On the composition dependence of thermodynamic, dynamic and dielectric properties of water-methanol model mixtures. Molecular dynamics simulation results

TL;DR

This study uses molecular dynamics simulations to analyze how thermodynamic, dynamic, and dielectric properties of water-methanol mixtures depend on composition, highlighting the need for improved methanol models for better accuracy.

Contribution

It provides a comprehensive simulation-based analysis of water-methanol mixtures across all compositions, linking hydrogen bonding to macroscopic properties and suggesting model improvements.

Findings

Hydrogen bonding patterns correlate with mixing volume and enthalpy.

Current models can be improved with more sophisticated methanol representations.

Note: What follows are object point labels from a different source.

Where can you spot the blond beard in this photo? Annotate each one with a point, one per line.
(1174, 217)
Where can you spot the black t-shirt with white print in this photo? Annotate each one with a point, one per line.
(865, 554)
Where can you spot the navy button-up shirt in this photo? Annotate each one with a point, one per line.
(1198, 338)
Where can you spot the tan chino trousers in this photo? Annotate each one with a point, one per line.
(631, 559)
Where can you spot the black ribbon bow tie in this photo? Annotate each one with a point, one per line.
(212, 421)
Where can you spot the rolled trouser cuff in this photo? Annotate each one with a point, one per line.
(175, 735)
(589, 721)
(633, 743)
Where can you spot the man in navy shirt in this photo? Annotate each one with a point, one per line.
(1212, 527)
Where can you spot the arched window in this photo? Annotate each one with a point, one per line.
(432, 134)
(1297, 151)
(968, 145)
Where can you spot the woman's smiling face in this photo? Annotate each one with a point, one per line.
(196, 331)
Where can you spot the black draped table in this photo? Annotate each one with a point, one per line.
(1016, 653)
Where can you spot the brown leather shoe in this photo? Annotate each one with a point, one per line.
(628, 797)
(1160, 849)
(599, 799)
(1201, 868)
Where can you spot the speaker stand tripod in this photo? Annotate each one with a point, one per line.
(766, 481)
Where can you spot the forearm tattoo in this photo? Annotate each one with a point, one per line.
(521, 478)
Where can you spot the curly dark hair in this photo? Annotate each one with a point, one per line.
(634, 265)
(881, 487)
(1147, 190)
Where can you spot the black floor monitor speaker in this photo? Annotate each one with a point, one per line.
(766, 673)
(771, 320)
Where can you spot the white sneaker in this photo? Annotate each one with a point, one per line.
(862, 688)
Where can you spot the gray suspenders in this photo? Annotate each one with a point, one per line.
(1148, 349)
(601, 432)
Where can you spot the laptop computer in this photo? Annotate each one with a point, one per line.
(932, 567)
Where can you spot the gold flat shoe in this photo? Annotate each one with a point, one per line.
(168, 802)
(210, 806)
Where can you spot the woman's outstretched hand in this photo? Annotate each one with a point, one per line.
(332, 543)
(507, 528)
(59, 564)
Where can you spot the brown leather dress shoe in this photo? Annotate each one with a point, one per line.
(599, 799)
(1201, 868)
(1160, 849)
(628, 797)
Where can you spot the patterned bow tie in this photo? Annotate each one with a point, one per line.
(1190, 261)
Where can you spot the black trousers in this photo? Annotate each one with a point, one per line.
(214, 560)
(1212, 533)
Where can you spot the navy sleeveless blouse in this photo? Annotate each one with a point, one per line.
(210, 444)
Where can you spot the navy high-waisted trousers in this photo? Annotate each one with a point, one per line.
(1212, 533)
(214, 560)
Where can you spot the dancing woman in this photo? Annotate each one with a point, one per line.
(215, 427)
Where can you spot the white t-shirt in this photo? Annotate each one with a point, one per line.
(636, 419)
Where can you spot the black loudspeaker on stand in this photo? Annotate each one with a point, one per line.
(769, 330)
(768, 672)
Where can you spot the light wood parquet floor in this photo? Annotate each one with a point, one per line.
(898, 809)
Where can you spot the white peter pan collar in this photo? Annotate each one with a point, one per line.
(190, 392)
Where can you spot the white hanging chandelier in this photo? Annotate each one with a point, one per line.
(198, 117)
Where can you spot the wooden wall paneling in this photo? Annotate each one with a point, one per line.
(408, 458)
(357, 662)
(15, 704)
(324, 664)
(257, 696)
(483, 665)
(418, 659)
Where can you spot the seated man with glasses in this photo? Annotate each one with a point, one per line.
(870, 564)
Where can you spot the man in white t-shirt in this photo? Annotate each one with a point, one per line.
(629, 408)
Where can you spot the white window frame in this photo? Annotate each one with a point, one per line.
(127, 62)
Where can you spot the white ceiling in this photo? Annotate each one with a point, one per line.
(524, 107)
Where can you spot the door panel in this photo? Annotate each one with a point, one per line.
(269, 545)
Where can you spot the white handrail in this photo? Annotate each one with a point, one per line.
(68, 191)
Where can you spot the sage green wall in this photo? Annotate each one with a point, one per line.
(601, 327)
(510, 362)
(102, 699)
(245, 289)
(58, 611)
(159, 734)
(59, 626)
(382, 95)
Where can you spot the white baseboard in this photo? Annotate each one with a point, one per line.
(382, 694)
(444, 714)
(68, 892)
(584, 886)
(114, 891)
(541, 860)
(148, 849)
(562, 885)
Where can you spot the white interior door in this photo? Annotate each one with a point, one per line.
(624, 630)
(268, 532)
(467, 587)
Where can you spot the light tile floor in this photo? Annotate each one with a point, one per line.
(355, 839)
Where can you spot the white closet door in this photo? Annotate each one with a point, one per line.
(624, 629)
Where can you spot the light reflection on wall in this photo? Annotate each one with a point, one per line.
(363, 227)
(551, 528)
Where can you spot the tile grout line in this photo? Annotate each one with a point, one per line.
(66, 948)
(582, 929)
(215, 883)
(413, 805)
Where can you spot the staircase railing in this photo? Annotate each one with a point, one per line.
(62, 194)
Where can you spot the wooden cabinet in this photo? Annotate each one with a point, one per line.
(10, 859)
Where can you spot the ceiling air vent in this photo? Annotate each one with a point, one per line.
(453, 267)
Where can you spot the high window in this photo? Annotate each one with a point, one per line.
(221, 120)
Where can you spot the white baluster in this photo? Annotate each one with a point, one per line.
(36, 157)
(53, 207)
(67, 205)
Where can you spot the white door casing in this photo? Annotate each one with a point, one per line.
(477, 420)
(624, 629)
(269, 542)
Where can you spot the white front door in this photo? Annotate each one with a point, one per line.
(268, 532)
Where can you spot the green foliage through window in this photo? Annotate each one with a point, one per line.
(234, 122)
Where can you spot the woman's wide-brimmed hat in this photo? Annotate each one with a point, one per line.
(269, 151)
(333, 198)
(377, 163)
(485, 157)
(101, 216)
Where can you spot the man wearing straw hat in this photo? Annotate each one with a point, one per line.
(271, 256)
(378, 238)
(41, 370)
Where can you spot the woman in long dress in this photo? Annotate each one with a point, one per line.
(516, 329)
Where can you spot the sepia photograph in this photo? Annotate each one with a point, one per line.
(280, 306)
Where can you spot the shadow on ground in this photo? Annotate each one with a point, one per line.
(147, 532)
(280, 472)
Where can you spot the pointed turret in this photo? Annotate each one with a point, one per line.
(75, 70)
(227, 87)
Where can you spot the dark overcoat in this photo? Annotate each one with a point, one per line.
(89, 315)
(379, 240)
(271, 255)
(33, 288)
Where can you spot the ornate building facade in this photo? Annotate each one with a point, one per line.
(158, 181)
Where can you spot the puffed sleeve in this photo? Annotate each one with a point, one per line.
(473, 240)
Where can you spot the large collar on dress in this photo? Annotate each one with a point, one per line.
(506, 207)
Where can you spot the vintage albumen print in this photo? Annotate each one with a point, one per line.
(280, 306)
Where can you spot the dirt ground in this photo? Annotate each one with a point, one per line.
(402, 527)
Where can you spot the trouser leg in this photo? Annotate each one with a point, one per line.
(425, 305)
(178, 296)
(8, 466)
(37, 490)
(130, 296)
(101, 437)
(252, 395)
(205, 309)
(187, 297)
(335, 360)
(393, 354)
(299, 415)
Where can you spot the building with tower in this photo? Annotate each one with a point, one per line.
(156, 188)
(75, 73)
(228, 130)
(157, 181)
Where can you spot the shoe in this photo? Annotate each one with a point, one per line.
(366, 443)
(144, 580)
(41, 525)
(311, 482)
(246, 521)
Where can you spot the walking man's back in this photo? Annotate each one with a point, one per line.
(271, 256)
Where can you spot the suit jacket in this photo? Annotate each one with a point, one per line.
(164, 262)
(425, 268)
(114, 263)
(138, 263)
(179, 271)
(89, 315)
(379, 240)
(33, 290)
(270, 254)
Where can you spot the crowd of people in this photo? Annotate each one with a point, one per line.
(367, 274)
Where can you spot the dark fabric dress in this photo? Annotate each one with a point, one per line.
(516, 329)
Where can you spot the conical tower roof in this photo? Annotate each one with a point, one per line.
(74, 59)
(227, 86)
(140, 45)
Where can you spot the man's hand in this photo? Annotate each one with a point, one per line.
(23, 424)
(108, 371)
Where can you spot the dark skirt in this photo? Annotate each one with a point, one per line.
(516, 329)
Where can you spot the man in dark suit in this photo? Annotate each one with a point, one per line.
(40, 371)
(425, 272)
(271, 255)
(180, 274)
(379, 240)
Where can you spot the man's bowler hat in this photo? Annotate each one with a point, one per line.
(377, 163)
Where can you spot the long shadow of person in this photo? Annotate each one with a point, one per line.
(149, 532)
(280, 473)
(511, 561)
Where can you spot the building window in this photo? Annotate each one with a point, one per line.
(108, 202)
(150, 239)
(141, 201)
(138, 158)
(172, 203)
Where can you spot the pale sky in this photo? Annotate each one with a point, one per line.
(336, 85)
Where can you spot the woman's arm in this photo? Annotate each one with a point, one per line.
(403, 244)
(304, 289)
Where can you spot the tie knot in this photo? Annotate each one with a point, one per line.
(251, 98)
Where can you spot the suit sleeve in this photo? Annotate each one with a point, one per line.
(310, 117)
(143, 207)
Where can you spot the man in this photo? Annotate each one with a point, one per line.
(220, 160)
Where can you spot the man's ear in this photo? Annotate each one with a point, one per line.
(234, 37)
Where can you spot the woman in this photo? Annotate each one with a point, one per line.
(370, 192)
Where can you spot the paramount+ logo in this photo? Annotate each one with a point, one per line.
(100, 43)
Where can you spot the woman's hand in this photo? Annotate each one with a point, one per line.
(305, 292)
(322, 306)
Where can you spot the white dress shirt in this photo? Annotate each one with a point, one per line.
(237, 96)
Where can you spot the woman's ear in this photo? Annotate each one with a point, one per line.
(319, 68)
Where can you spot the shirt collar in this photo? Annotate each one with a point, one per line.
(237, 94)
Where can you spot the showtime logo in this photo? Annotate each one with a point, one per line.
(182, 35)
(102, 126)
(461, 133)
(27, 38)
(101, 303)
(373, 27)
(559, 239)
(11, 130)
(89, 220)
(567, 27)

Force field parametrization impacts mixture property predictions.

Abstract

We have investigated thermodynamic and dynamic properties as well as the dielectric constant of water-metha\-nol model mixtures in the entire range of composition by using constant pressure molecular dynamics simulations at ambient conditions. The SPC/E and TIP4P/Ew water models are used in combination with the OPLS united atom modelling for methanol. Changes of the average number of hydrogen bonds between particles of different species and of the fractions of differently bonded molecules are put in correspondence with the behavior of excess mixing volume and enthalpy, of self-diffusion coefficients and rotational relaxation times. From the detailed analyses of the results obtained in this work, we conclude that an improvement of the description of an ample set of properties of water-methanol mixtures can possibly be reached, if a more sophisticated, carefully parameterized, e.g., all atom, model for methanol is used. Moreover, exploration of parametrization of the methanol force field, with simultaneous application of different combination rules for methanol-water cross interactions, is required.